Kohlmorgen J, Müller K R, Rittweger J, Pawelzik K
GMD FIRST, Berlin, Germany.
Biol Cybern. 2000 Jul;83(1):73-84. doi: 10.1007/s004220000144.
We present a novel framework for the analysis of time series from dynamical systems that alternate between different operating modes. The method simultaneously segments and identifies the dynamical modes by using predictive models. In extension to previous approaches, it allows an identification of smooth transition between successive modes. The method can be used for analysis, diagnosis, prediction, and control. In an application to EEG and respiratory data recorded from humans during afternoon naps, the obtained segmentations of the data agree with the sleep stage segmentation of a medical expert to a large extent. However, in contrast to the manual segmentation, our method does not require a priori knowledge about physiology. Moreover, it has a high temporal resolution and reveals previously unclassified details of the transitions. In particular, a parameter is found that is potentially helpful for vigilance monitoring. We expect that the method will generally be useful for the analysis of nonstationary dynamical systems, which are abundant in medicine, chemistry, biology and engineering.

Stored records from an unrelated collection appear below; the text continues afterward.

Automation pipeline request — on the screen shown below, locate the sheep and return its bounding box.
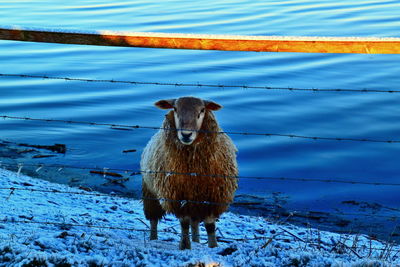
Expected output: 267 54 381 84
140 97 238 250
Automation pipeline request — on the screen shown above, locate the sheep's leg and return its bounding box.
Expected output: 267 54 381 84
179 217 191 250
204 218 218 248
190 219 200 243
142 182 165 240
150 220 158 240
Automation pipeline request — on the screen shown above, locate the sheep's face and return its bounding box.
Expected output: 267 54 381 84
155 97 221 145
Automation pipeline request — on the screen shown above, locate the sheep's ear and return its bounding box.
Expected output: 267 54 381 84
154 99 175 109
204 100 222 111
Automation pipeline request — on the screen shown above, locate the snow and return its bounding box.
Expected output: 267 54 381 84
0 169 400 266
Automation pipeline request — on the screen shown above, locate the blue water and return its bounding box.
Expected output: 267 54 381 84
0 0 400 237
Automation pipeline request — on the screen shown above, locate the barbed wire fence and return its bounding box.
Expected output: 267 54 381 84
0 73 400 258
0 73 400 93
0 115 400 144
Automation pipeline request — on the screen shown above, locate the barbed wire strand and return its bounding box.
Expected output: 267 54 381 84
0 162 400 186
0 115 400 144
0 73 400 93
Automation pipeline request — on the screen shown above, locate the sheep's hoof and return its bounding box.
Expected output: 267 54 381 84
150 232 158 240
179 239 192 250
192 235 200 243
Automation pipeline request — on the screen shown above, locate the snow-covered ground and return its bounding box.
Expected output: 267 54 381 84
0 169 400 266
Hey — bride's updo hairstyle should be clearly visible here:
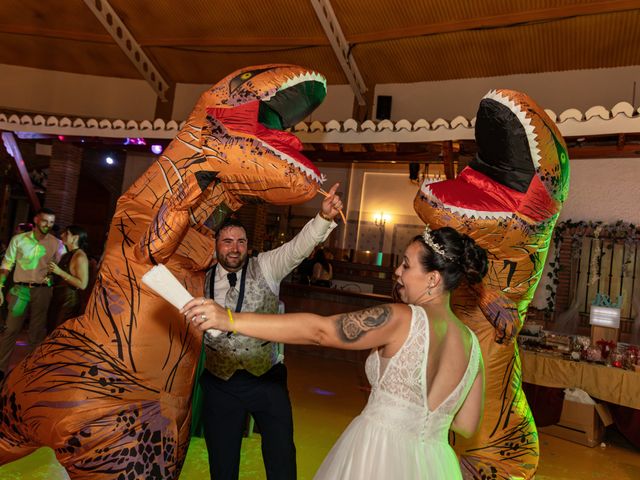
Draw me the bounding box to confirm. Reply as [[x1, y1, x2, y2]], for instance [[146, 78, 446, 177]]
[[413, 227, 487, 290]]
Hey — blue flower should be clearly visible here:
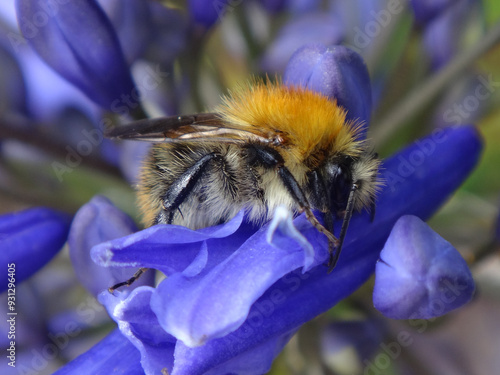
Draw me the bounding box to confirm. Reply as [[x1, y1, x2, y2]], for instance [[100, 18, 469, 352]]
[[423, 0, 478, 70], [16, 0, 137, 109], [284, 44, 372, 134], [261, 12, 344, 73], [68, 196, 153, 296], [56, 122, 481, 374], [0, 208, 70, 292], [373, 216, 475, 319], [188, 0, 229, 31], [410, 0, 461, 24]]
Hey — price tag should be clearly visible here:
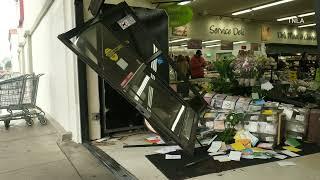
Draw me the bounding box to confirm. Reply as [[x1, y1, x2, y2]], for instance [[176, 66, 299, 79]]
[[296, 115, 305, 121], [267, 116, 274, 121], [283, 108, 293, 120], [250, 116, 259, 121]]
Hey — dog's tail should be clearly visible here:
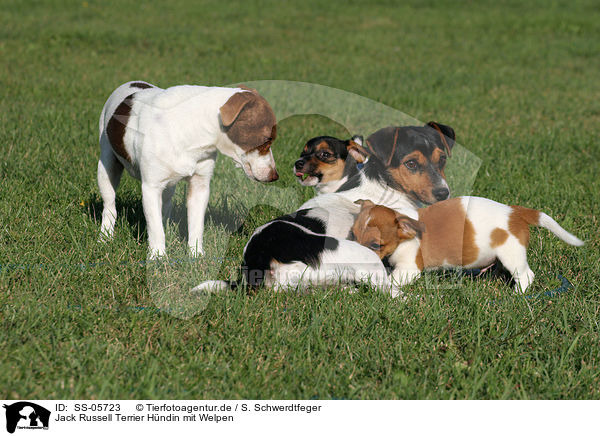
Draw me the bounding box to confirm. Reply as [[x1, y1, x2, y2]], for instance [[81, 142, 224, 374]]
[[191, 280, 238, 292], [513, 206, 584, 247]]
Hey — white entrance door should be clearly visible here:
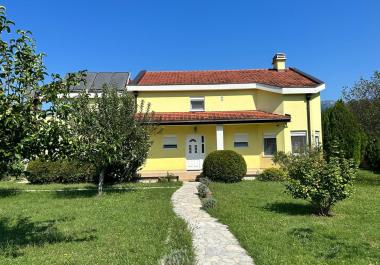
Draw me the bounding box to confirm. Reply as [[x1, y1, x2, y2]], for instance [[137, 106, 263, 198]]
[[186, 135, 205, 170]]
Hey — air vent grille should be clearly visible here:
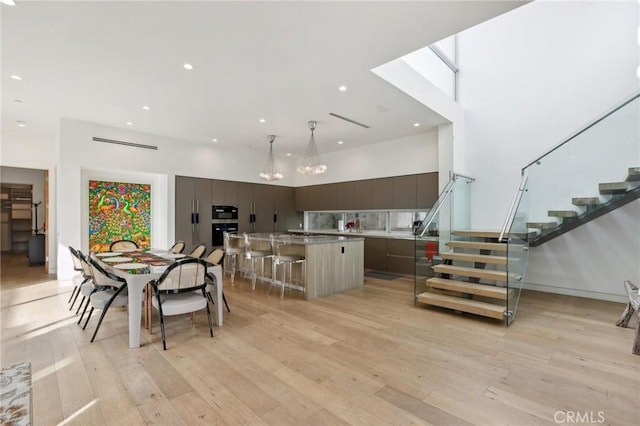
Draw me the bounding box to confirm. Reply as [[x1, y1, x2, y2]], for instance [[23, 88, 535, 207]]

我们提出了一个用于分析来自在不同运行模式之间交替的动态系统的时间序列的新框架。该方法通过使用预测模型同时对动态模式进行分割和识别。与先前的方法相比,它允许识别连续模式之间的平滑过渡。该方法可用于分析、诊断、预测和控制。在对人类午睡期间记录的脑电图和呼吸数据的应用中,获得的数据分割在很大程度上与医学专家的睡眠阶段分割一致。然而,与手动分割不同,我们的方法不需要关于生理学的先验知识。此外,它具有高时间分辨率,并揭示了先前未分类的过渡细节。特别是,发现了一个可能有助于警觉性监测的参数。我们预计该方法通常将对非平稳动态系统的分析有用,这些系统在医学、化学、生物学和工程中大量存在。